The cooling-driven strategy adopted during the summer allows to completely satisfy the demand and avoid a cooling surplus. This result justifies the absence of a CES.

Also, an EES is not essential for this system. Despite the electric surplus being available during the year, it cannot be used when needed as the electricity produced by the engine entirely covers the demand. Only during spring, a substantial amount of electric integration is necessary. However, during this season the electric surplus is not available.

4. Summary and Conclusions

A CCHP plant, based on an ICE fueled with the syngas produced via an updraft gasifier, was modeled at full and partial load and applied to three different energy users in order to perform an energy, economic and environmental analysis. The investigated energy users are a health center, a hotel, and a residential building, which are characterized by different thermal and electric loads.

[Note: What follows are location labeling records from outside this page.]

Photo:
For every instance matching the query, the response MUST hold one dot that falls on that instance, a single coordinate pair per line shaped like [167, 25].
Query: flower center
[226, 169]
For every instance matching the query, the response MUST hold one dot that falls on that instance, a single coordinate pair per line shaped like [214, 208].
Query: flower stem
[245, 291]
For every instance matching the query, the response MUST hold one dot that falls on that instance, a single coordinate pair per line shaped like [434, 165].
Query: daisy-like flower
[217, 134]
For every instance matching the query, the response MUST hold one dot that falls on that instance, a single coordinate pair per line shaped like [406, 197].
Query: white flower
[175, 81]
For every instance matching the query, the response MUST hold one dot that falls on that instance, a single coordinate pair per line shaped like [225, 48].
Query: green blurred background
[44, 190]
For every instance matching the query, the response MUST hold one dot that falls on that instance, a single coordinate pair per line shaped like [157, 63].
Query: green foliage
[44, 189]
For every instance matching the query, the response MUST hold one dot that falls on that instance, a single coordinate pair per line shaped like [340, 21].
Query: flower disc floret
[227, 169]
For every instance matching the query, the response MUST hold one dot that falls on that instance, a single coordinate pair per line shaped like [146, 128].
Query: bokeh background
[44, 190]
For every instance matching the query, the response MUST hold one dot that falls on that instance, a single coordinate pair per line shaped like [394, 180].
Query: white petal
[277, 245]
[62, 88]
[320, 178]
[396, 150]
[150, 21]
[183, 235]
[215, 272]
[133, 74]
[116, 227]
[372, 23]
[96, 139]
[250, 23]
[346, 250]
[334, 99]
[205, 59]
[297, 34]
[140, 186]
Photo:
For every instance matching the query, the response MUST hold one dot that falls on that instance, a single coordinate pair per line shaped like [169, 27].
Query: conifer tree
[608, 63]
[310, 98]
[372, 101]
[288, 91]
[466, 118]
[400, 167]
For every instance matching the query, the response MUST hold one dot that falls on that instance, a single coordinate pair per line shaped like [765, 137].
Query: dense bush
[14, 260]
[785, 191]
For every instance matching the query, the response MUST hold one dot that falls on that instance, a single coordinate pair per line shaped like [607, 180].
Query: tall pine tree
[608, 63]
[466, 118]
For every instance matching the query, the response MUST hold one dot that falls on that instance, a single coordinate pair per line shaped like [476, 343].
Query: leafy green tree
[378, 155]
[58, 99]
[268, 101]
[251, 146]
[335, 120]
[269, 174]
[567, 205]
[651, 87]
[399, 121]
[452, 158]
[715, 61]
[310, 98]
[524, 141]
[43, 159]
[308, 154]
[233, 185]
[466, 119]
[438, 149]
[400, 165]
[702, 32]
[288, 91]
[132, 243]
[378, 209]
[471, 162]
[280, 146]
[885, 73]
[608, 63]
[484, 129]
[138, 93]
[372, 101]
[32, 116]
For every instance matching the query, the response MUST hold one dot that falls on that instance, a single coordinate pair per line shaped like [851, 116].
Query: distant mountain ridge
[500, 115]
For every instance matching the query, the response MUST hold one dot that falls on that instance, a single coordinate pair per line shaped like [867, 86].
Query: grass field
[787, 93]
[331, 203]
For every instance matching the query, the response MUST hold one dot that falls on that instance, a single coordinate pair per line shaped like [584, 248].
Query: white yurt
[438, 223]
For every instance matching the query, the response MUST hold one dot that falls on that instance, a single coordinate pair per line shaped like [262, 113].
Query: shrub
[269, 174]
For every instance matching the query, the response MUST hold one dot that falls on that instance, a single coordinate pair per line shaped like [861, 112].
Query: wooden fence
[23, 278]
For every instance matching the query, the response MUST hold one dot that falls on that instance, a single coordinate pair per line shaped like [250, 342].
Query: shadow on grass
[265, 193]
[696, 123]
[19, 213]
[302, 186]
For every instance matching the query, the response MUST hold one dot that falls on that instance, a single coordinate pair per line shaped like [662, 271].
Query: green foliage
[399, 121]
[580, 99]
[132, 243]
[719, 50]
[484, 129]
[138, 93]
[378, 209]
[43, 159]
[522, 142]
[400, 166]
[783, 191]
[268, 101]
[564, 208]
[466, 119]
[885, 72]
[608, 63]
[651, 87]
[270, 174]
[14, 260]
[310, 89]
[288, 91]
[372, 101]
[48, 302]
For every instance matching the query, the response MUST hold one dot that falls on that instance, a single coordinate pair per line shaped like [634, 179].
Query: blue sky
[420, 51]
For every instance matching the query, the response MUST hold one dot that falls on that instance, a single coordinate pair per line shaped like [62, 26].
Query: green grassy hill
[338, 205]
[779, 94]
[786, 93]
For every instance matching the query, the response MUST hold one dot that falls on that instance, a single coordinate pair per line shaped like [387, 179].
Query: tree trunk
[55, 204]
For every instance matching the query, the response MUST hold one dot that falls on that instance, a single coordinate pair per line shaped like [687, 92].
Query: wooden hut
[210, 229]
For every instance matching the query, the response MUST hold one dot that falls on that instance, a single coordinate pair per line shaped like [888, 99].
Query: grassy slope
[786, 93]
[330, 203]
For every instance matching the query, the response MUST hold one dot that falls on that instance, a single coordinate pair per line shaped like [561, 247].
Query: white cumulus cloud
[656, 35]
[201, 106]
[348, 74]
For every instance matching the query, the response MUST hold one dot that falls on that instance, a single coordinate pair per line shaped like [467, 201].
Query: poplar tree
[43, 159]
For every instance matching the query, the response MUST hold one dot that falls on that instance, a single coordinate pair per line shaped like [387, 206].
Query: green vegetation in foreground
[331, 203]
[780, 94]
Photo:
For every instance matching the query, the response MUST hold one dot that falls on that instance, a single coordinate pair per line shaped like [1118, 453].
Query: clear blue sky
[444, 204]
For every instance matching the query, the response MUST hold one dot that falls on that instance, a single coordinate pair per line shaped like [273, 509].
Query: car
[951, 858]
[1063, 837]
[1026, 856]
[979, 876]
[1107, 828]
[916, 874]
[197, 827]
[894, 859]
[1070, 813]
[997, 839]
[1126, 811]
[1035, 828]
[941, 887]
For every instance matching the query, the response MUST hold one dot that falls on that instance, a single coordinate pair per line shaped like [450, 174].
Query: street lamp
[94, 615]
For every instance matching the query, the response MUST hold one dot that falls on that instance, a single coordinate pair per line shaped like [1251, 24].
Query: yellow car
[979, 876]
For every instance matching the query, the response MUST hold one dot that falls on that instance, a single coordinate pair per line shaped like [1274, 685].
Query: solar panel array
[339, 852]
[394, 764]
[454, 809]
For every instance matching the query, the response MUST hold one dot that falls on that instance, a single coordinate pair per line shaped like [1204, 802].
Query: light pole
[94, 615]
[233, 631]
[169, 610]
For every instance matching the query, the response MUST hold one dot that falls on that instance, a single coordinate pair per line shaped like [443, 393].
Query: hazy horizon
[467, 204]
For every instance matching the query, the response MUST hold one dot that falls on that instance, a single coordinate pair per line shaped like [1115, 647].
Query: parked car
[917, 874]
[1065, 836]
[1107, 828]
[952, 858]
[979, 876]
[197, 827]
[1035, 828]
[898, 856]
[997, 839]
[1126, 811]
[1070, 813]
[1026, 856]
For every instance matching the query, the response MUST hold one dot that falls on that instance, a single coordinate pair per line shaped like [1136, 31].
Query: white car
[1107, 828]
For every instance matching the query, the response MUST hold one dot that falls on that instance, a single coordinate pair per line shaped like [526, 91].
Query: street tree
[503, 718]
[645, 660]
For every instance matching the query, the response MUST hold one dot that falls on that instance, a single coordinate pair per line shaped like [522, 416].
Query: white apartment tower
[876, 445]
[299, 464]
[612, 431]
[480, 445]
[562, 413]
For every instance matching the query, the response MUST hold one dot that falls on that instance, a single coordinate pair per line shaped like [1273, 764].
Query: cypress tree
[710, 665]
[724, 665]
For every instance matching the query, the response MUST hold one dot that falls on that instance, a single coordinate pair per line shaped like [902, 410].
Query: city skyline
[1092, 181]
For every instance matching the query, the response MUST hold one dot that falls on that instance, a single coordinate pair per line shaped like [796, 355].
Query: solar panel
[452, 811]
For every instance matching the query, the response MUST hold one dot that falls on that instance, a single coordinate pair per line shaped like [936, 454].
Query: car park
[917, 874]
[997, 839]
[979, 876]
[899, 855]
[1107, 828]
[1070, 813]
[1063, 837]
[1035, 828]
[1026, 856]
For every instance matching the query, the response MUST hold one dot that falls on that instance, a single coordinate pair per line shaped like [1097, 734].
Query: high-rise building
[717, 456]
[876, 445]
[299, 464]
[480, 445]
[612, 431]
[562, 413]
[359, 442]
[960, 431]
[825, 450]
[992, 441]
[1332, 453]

The following conclusions can be drawn from the performed analysis:

• From a techno-economic optimization of the CCHP system, the optimal volumes, which guarantee the lowest payback period and the highest heating and cooling from the heat pump are 15,000 m³ for both the hotel and residential users, and 11,000 m³ for the health center. By considering the current prices of electricity and natural gas, payback periods of 2.4, 2.5 and 4.1 years were determined for the health center, the hotel and the residential building, respectively;
• By following a thermal-driven strategy for each user on winter and intermediate seasons and a cooling-driven strategy for summer, an energy analysis was conducted; it was found that, on a yearly basis, the health center, which is characterized by a highly uniform thermal load, exploits the CCHP system in the optimal way as it allows for the highest thermal self-consumption rate;
• On the contrary, the residential user, which has a high degree of non-uniformity in the thermal request, shows the lowest thermal self-consumption rate, and consequently, a high electric surplus;
• The adoption of the electric heat pump helps to improve the electric self-consumption rate. In fact, for the health center, the thermal load increases from 82.9% to 92%, while for the residential building, it increases from 52.4% to 92.8%. Therefore, in the latter case, more significant improvements occur (40.4%);
• This advantage of adopting the heat pump directly correlates with CO₂ emission reduction; for the residential user, it amounts to 15.8% where heat integration is higher, and for the health center, it amounts to 1.3% when the heat pump thermal integration is the lowest, with respect to the case in which no heat pump is used.

To conclude, the analyzed biomass-based CCHP system, integrated with a heat pump, is characterized by a high percentage of energy self-consumption rate, which lowers the dependence on the electric grid, and saves fossil fuel in the auxiliary boiler. This can help to promote the diffusion of a more decentralized and flexible power generation systems based on renewable sources.